The first person who came up to her whispered something and she laughed again. But her face didn’t smile, she made a noise like she found it funny but l think she was scared. She started to drink more and more and more, those harsh cans of K that made her wince and gulp, wince and gulp. l carried on chatting to her, but she stopped listening to me or showing any interest in what l had to say, more dark characters kept approaching her. When she spoke to them she talked louder and looked more serious. They crept up and kept her attention, l couldn’t hear them and they only spoke to her. The sun went behind the clouds and the street got much busier, l got distracted by all the crowds, my clothes were selling well and l was having fun watching the world go by. The next time l looked up she had five of them around her and she was angry and desperate. I shouted over to her but she couldn’t hear or see beyond them, they had surrounded her and blocked our eye line. Then, just a quickly as they came, they disappeared and she spoke to me. Only this time l couldn’t understand her. All her words slurred into nothing and her eyes were bloodshot. She got up and stumbled over to me, grabbed my head and mumbled ‘baby girl, baby girl’ over and over into my hair.
She was different now, l didn’t know her before, but this new person who shouted like just another crazy, who spat in my face when she muttered her sentences at me wasn’t the lady l looked up to this morning. After that they came back and back, more and more, she became manic, shouting and sending them away, but they came back and back, more and more. The shadows from the pavement loitered all around her all the time now.
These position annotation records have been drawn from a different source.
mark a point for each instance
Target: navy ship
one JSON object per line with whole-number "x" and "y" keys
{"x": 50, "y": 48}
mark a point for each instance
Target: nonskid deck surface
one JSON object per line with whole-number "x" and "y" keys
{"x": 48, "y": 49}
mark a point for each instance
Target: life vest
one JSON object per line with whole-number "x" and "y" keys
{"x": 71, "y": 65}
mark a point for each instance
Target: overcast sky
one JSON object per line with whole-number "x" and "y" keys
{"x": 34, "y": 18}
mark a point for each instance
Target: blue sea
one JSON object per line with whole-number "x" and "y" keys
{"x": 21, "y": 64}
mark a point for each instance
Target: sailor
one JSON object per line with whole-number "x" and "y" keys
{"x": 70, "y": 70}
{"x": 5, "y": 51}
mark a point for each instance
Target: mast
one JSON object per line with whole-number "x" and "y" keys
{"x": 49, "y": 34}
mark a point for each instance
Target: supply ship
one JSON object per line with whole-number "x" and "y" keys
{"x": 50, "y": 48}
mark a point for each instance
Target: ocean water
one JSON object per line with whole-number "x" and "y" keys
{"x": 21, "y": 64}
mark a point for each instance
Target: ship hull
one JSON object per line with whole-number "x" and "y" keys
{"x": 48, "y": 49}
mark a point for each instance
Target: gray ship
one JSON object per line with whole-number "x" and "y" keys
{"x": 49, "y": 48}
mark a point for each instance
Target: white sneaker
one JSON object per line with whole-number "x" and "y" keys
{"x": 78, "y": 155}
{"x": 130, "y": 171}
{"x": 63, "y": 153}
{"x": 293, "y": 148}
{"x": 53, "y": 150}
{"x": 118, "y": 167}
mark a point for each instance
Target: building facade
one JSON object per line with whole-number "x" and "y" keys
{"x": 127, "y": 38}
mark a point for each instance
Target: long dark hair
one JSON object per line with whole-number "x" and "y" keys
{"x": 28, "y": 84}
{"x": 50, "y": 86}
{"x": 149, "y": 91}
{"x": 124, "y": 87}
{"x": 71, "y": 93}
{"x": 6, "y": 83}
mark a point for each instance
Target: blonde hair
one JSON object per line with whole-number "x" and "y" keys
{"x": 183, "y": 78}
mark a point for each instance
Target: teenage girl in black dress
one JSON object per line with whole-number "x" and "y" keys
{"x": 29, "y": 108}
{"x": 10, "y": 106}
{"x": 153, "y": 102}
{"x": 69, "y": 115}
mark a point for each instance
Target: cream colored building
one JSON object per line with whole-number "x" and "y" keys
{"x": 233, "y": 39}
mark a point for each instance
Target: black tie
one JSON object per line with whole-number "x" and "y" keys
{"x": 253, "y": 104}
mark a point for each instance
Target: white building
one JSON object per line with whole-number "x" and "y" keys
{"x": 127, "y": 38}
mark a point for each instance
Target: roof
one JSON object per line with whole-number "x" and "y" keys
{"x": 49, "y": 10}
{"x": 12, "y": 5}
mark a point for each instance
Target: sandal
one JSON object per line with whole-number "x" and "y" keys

She kicked all of what she had left into the gutter and threw the sheet into the road, she was crying but didn’t make a sound. Tears just spilled down her cheeks, all the while she argued more and they showed no sympathy. It looked cruel. She gave them her money and just wandered away, they walked in the opposite direction. l watched her little dreadlocks bob away until they just disappeared into the sea of people.
She’s there each week. She shouts ‘baby girl’ and l give her something of mine and she gives me anything she has. I watch her like any another addict but there is no such thing. Don’t you think behind each somebody there is a story, someone else, somewhere loves them. That’s someones sister, that’s somebodies child, somebody somewhere loves that person, but they aren’t around now. She isn’t just a victim, but she does invite this, l wish she wouldn’t.